BWStearns · 2 years ago
One thing that stands out to me is that most (all?) of the near-incidents people are worried about are aircraft are Part 135 ATP ops. GA will always be mildly dangerous, and increasingly they'll just not let you near a Class B in your clapped out 150, and that's fine. It's too expensive to retrofit the trainer fleet.

But the big guys _all_ have working ADSB/other safety equipment and have operators that would be able to add new mandatory equipment in a reasonable time period. I wonder if they could pick up the pace in terms of safety tech adoption for 135s to relieve the bottlenecking.

NegativeLatency · 2 years ago
Would love to see low lead fuel phased out too while we’re fixing the system.
tjohns · 2 years ago
That's actively happening. 94UL was approved a couple years ago, and some of the smaller airports in the SF Bay Area are already dispensing it.

100UL was the last major barrier (since high performance aircraft need 100 Octane fuel), and that was just approved last year. It should start being dispensed at smaller airports soon. There's a lot of pressure to get this in pumps as quickly as possible before the EPA bans 100LL.

(Probably not fast enough to prevent San Carlos Airport in the bay area from closing - the county officially wants to close it due to leaded fuel, though it's an open secret that's just a convenient excuse so they can free the airport land + airspace up for real estate developers. The airport's already switched over entirely to 94UL pumps.)

Plasmoid · 2 years ago
The FAA recently approved 100UL fuel
chasingthewind · 2 years ago
I'm hesitant to comment because while I'm an aviation fan I really know very little. I subscribe to VAS Aviation and Blancolirio where a lot of these incidents are reported and analyzed and one thing that continually strikes me is that the architecture of airport runways seems like an incredible arsenal of footguns.

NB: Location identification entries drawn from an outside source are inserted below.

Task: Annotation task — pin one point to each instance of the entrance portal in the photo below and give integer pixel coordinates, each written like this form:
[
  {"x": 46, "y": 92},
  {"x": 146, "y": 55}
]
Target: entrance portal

The way the runways intersect each other and parallel each other creating the need for complex and sometimes dangerous intersections seems like such an unfortunate and possibly unsolvable problem. Airports are forced by economic and logistical necessity into spaces that are really too small to solve these issues with better layout and that means the solutions "have" to be found in process or technology.

I've encountered constraints like this so often in software but mercifully I've never worked on anything with life or death consequences.

bombcar · 2 years ago
The parallel nature is caused by the realities of wind; you don’t want to be doing crosswind activities unless forced to.

Even airports with “unlimited” space have parallel runways and resulting taxiways.

dghlsakjg · 2 years ago
Being a pilot: not that hard in reality.

There are even uncontrolled airports with intersecting runways.

Cars have a way harder time handling red lights than ATC does dealing with runway crossings, at least from a number of dead people point of view.

NoNameHaveI · 2 years ago
Related: https://dailyegyptian.com/117259/news/set-up-to-fail-air-tra...

Hard to train new pilots when they refuse to fly due to distrust in ATC.